Keeping Your Bank Account And Credit Cyber-Smart
August 2, 2019
Financial institutions and hacking go hand-in-hand these days and keeping your bank account and credit from being the next victim is more important than ever. The safest approach, although the least favorite, is assuming that if your data hasn’t yet been hacked that at some point it will be. Hacking banks and their account holders is the most direct cash infusion a hacker can get…and they know it. According to Kaspersky Lab, attacks on ATMs alone hit an all-time high in 2017 with malware-as-a-service (MAAS) opportunities. With this service, even hacking “hacks” who have no cybercrime experience can watch an instructional “how to” video on how to target an ATM successfully. With all the relentless email phishing attacks and step-by-step advice on hacking, guarding our finances with common sense protection is something we all need to do. It all starts by being proactive with your accounts.

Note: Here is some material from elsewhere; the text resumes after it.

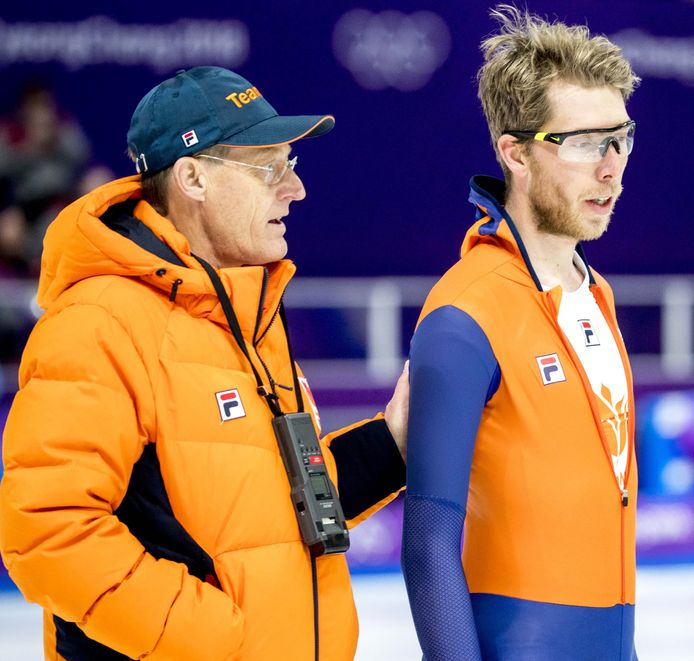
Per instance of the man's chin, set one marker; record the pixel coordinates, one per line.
(594, 228)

- Password security. It’s time to put passion into passwords! Assuming your account will at some point be breached, there’s no reason to make it easier for hackers to break your passwords. Every account deserves a unique password that is eight characters or longer and is a combination of numbers, upper and lowercase letters, and symbols. Try to create a sequence with meaning to make it easier to remember, though not easy to guess or dictionary words. If necessary, write the passwords down. Remember not to leave your written passwords somewhere they are easily found by others.

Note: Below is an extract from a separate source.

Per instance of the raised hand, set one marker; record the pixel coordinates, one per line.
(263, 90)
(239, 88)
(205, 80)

- Always use two-factor authentication (2FA) or as also referred to, multi-factor authentication (MFA). In the wake of massive financial hacking, most banks and social media provide 2FA as a second security step and can be easily set-up with accounts. When logging into an account, the bank sends a security code to your phone. To complete the login process, the code is needed as the second verification. It’s a great and easily added security layer, with the idea being that even if a hacker cracks your password, unless they have your phone, they’ll never get the 2FA needed to login.

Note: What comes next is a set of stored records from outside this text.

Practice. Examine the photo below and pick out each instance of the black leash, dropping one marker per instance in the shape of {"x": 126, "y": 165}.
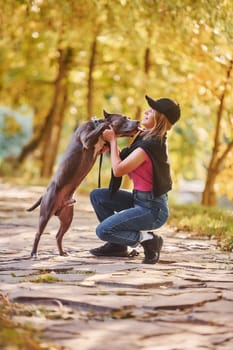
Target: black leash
{"x": 100, "y": 166}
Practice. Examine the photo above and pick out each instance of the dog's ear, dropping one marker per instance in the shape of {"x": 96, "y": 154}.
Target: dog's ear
{"x": 106, "y": 114}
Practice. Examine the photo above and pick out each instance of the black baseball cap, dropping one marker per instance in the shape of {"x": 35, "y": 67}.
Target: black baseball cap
{"x": 166, "y": 106}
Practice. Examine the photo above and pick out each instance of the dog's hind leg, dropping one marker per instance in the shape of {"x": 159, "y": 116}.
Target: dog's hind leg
{"x": 43, "y": 220}
{"x": 65, "y": 217}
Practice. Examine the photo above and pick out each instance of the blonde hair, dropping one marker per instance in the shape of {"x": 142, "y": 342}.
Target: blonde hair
{"x": 161, "y": 126}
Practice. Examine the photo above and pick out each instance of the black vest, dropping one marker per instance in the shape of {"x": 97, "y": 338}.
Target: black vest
{"x": 156, "y": 149}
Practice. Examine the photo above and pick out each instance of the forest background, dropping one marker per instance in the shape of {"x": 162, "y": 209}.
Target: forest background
{"x": 64, "y": 61}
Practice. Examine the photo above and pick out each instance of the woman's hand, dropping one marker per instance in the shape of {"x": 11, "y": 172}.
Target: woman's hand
{"x": 109, "y": 135}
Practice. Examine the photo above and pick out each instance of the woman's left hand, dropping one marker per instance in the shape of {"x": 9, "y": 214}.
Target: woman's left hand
{"x": 109, "y": 135}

- Check your accounts often. No more waiting for your monthly statements. With easy online access, keeping tabs on the financial comings-and-goings is an easy way to spot suspicious transactions. Should anything look questionable, it’s much more effective to alert your bank or provider immediately. Taking fast, proactive steps can prevent further damage to your account should it be breached.
- Of course, always be on the lookout for phishing scams. These are still common and frequent and are getting more difficult to detect all the time. If you are not expecting a link or attachment, regardless of the sender, just don't click it.
- When using ATMS, take a quick look to ensure there isn't a skimming device attached to it. If there is, don't use it and report it to the financial institution. Also, make sure you use ATMs in well-lit areas and where there is plenty of traffic. Hidden ones or those in dark areas are easier targets for ATM scammers.
- Keep tabs on your credit reports. The big three credit bureaus–TransUnion, Equifax, and Experian allow a free credit report annually, so take advantage of getting one free every four months. Doing so allows you to see what’s going on in the background with your credit, and quickly report any nefarious credit-oriented movement.
- Finally, don’t be afraid to freeze your credit. By law, the big three credit bureaus now must offer free credit freezing and un-freezing. Should you spot something suspicious with your credit, a quick freeze can prevent a whole lot of financial heartache by keeping hackers from doing further damage. Just remember that frozen credit prevents access to your reports for anyone, including you.